In bond markets, longer dated yields continues to recover from their prior week’s post-FOMC bashing, with 10-year Treasuries and Bunds both up 3bps, UK gilts +4bps and Italian BTPs +6bps. On the week, US 10s are up 8.5bps, 2s up 1bps and the 30-year +13.5bps. In contrast, Australian 10-year cash bonds lost 3.5bps to 1.56%, narrowing the spread over US10s to some 4bps from 16bps a week before.

FX Friday & Weekly

 

It turned out to be a quiet Friday in currencies with the USD losing a touch (-0.09%) and only the CAD (+0.26%) and NZD (+0.18%) showing much movement. AUD was up just shy of 0.1% and did manage to spend some time above 0.7600 (high of 0.7617) but ended the week at 0.7590, up 1.5% on the prior week’s lows. It has opened s little softer this morning (0.7580) doubtless as market’s asses the economic fall-out from the covid related restrictions announced over the weekend.

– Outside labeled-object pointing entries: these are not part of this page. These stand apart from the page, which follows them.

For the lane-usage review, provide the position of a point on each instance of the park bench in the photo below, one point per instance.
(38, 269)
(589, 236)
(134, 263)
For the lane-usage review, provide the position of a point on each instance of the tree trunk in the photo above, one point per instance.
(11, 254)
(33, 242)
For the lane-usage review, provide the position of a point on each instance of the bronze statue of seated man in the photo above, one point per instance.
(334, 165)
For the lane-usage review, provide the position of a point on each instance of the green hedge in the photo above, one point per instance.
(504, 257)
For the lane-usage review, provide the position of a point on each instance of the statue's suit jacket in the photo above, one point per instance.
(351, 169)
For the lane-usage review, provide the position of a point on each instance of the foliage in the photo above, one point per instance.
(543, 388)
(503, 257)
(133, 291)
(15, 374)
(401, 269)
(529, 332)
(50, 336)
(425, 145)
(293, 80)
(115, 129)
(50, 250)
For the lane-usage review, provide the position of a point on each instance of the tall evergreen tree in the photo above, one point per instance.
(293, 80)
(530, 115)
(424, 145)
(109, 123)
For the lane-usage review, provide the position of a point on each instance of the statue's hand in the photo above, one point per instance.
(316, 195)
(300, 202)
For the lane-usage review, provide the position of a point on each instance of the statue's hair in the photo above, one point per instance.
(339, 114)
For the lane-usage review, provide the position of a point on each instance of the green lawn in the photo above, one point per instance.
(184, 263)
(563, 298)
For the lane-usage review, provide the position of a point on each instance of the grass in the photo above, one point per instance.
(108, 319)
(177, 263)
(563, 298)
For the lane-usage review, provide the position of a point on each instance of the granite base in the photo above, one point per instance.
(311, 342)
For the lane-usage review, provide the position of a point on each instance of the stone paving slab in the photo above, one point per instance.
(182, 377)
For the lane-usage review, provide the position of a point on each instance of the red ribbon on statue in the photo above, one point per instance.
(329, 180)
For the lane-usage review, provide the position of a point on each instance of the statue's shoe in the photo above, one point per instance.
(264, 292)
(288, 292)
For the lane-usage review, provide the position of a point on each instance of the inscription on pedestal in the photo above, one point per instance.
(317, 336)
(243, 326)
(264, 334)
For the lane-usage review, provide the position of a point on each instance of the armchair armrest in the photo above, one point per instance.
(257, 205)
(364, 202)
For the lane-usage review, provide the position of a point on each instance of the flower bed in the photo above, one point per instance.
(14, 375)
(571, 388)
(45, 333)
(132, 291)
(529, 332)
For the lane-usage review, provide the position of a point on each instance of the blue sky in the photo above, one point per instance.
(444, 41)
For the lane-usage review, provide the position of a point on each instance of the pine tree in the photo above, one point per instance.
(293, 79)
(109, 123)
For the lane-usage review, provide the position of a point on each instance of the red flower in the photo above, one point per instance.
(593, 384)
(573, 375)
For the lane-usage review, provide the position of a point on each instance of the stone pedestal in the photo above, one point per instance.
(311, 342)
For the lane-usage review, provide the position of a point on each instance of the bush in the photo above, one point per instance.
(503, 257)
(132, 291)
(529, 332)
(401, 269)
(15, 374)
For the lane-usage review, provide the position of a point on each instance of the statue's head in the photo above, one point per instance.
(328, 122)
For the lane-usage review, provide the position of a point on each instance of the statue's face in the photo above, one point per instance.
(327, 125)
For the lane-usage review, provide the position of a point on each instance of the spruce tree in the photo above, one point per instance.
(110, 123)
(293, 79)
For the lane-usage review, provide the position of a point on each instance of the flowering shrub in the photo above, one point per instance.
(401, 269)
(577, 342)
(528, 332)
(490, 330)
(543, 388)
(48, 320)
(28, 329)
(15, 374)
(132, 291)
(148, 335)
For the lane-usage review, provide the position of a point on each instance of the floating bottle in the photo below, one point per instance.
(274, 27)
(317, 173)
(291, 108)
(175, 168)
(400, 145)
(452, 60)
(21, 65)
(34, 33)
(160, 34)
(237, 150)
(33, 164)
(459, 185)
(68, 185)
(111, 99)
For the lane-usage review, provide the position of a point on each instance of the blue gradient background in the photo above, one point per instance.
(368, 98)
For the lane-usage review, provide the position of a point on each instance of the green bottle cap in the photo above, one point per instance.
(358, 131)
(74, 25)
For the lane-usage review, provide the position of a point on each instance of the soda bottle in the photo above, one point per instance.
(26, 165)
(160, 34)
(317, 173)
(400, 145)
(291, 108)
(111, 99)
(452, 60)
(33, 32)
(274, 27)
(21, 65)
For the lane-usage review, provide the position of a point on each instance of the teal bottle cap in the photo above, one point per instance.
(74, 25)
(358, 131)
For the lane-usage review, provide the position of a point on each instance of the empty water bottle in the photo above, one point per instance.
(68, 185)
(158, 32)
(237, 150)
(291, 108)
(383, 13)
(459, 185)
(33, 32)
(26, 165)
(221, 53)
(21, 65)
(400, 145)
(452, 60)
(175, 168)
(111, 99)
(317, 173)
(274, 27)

Finally commodities generally did well on Friday, e.g. aluminium up 2%, iron ore futures +2.4% and a 0.8% rise in Brent crude lifting it to $76.18 ahead of this week’ OPEC+ meetings. The LMEX index of base metals closed Friday at its best level in 8 days to be up 3.6% on the week.

Coming Up

  • Progress or otherwise in covid infection containment amid the two-week stay-at-home orders for Greater Sydney will be dominating the headlines locally this week. The outbreak has postponed an event that the RBA Governor was due to present at on Wednesday, meaning we won’t hear from the RBA again until the 6 July Board Meeting. On the data side, a new record trade surplus for May is expected on Thursday, along with Quarterly Job Vacancies which will be watched to further confirm recent labour market strength. There is also plenty of second-tier data including Private Sector Credit on Wednesday and Housing Finance Approvals on Friday.
  • US market focus will, alongside any significant developments on the bipartisan $1tn infrastructure bill, be on the June payrolls report on Friday. Homebase data suggests a very strong Payrolls number of around 1.5m, which is well above the current consensus of 700k. Before Payrolls, Thursday’s Manufacturing ISM is expected to remain high at 61.0, monitored also for what it reveals about supply chain bottlenecks and inflation. There is also plenty of Fed speak, inclusion NY Fed President Williams on Monday.
  • In China, Politics dominate with the 100-year anniversary of the founding of the Chinese Communist Party on Thursday. Data wise Official PMIs are on Wednesday and are likely to be closely watched given some signs of slowing in the monthly activity indicators recently. Manufacturing is expected to be at 50.8 (previous 51.0) and Non-manufacturing at 55.5 (previous 55.2). Later in the week is the Caixin Manufacturing PMI.